Tuesday, December 10, 2013

Top 10 Christmas Gifts

Top Ten Christmas Gifts:


10. Boundaries. Telling a child where they can and cannot go sets a foundation of security. "Someone cares enough about me to not want me to get hurt, even though I'm going to grumble and whine about them being 'bossy'." They will get over the bossiness, but they won't get over the fact that you care.



9. Questions. "Who will you be with, where will you be, and what time will you be home?" Nothing wrong with them, and nothing like having to be accountable to mom and dad to teach them that they must be accountable ALL their lives and not shove things off on someone else.



8. Bed times. Ever been to the store with a self-absorbed mother and a whining child after 10:00 p.m. at night? Crying, whining, rubbing eyes and blubbering--they are TIRED. Their little bodies and minds NEED rest. A quiet dark room with a bed and covers and security surrounding them. To hell with the latest sale.
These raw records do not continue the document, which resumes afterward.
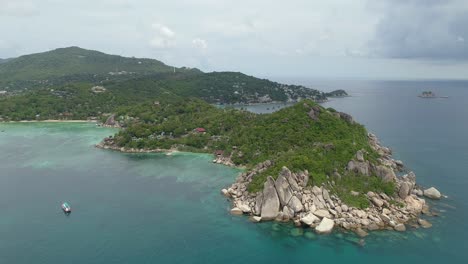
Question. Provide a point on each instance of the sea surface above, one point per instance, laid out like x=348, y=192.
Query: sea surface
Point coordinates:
x=154, y=208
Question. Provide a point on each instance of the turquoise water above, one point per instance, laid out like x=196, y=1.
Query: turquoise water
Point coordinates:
x=154, y=208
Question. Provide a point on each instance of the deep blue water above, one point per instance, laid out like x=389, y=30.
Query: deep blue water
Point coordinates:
x=167, y=209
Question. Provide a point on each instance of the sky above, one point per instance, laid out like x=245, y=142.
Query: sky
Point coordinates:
x=333, y=39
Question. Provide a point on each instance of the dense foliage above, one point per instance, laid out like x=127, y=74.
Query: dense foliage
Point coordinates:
x=74, y=64
x=289, y=137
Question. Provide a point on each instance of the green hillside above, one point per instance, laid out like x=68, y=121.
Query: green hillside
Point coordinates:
x=75, y=64
x=305, y=136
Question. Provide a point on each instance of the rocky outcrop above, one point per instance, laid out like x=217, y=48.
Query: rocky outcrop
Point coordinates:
x=385, y=173
x=290, y=198
x=325, y=226
x=358, y=167
x=270, y=201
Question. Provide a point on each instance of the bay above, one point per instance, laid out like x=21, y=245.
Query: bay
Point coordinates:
x=154, y=208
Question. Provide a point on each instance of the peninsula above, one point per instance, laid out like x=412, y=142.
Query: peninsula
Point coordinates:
x=305, y=163
x=314, y=166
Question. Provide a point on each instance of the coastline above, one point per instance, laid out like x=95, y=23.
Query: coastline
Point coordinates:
x=51, y=121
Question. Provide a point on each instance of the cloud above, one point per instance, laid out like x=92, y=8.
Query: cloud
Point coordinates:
x=163, y=38
x=17, y=8
x=200, y=43
x=416, y=29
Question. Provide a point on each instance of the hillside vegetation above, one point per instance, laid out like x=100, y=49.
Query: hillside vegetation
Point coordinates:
x=74, y=64
x=302, y=137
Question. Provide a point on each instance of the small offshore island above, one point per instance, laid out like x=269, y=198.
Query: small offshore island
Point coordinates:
x=305, y=163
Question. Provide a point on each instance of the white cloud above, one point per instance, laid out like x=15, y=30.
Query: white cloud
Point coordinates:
x=17, y=8
x=200, y=43
x=163, y=38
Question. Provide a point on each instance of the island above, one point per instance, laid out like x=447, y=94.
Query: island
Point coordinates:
x=314, y=166
x=307, y=164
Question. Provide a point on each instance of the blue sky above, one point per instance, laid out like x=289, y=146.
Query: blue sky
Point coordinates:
x=338, y=39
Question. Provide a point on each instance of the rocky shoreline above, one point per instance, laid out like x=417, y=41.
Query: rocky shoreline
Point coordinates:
x=290, y=198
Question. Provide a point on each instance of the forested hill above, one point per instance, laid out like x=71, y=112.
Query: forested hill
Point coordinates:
x=75, y=64
x=74, y=83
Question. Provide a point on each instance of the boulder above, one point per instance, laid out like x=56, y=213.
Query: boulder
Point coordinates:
x=325, y=226
x=236, y=211
x=400, y=227
x=282, y=187
x=258, y=204
x=377, y=202
x=293, y=183
x=296, y=205
x=309, y=219
x=326, y=195
x=385, y=173
x=255, y=219
x=360, y=155
x=316, y=190
x=322, y=213
x=288, y=213
x=424, y=223
x=303, y=178
x=270, y=202
x=110, y=121
x=244, y=207
x=414, y=204
x=432, y=193
x=361, y=168
x=360, y=232
x=404, y=190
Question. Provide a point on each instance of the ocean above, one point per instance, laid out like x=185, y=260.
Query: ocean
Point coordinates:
x=154, y=208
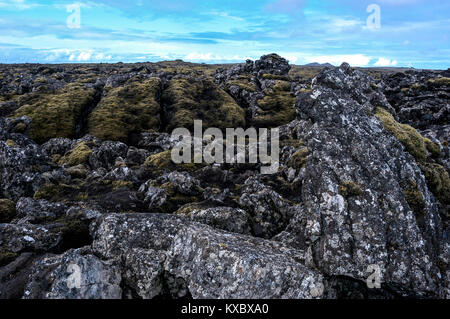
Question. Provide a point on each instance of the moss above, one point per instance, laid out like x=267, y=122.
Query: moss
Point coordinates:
x=119, y=184
x=163, y=161
x=298, y=159
x=78, y=171
x=244, y=83
x=439, y=82
x=269, y=76
x=128, y=109
x=6, y=257
x=57, y=115
x=350, y=189
x=306, y=73
x=7, y=210
x=438, y=180
x=277, y=106
x=79, y=155
x=189, y=99
x=54, y=192
x=432, y=147
x=11, y=143
x=20, y=128
x=414, y=198
x=160, y=160
x=174, y=199
x=297, y=143
x=407, y=135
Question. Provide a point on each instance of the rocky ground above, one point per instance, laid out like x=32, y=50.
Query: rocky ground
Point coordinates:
x=87, y=181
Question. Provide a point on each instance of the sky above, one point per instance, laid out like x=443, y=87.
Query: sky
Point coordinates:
x=402, y=33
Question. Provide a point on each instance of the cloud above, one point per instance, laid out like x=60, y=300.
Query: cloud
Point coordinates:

If it's not there in the morning chances are you didn't need it to begin with.



7. Good hygiene guidelines. I distinctly remember a little girl in the second grade that smelled like soiled underwear and body odor. At age six, Alison was wearing deodorant because she needed it. As long as you can find running water and can buy a bar of soap, you can be clean. It's up to you to teach them how.



6. Good grammar. You can be beautiful and well dressed, but if you want to “axe” a question ‘cause you "seen" something and are "orientated" with the neighborhood, hang it up. You sound Walmart and your children don't need to sound like you. Read a book and learn to speak properly. 



5. Don't gossip. I grew up with a mother that gossiped about everyone in the family, neighborhood, street, town, county--you get the picture. Thank God for my husband that taught me that it cheapens me to talk about others and God's not too happy with gossips either. Don't believe me? Check it out in the Bible. It's right there, and it's a really crappy way for adults to behave. I quit, she hasn't. I'm happy, she's not. 



4. Pay attention to your kids. I'm willing to bet if you asked your daughter if she wanted a trip to the toy store or an afternoon with mom pretending you're at a spa doing nails and hair she'd opt for the latter and not the former. Toys end up in a a heap, eventually not looked at. Memories are treasured and taken out over a lifetime, looked over, and cherished.



3. Parent vs. Friend. I have told both my girls, "I am your parent, not your friend. If we survive your childhood, I'm sure we will be good friends one day." They don't want a friend. They want a parent. There is security there, for both of you.



2. Things vs. Love. There is no store-bought item that can say "I Love You" but you can. And mean it. Look your kid in the eye, even if it embarrasses them, and say, "I love you." They will never forget it.



1. Listen. You can't gift-wrap your ear, but that is a huge gift. Just sitting down and listening to them. Turn off the television, cell phone, stereo, computer, everything. Just have a conversation and really LISTEN to them. Sometimes without even coming out and saying anything they can be asking for help, attention, direction, anything--but you don't hear it if you don't LISTEN.




So if you're worried about what to get your kids for Christmas, look list over. It's all free. One size fits all. No return line. No duplication worries. And they're good 365 days out of the year.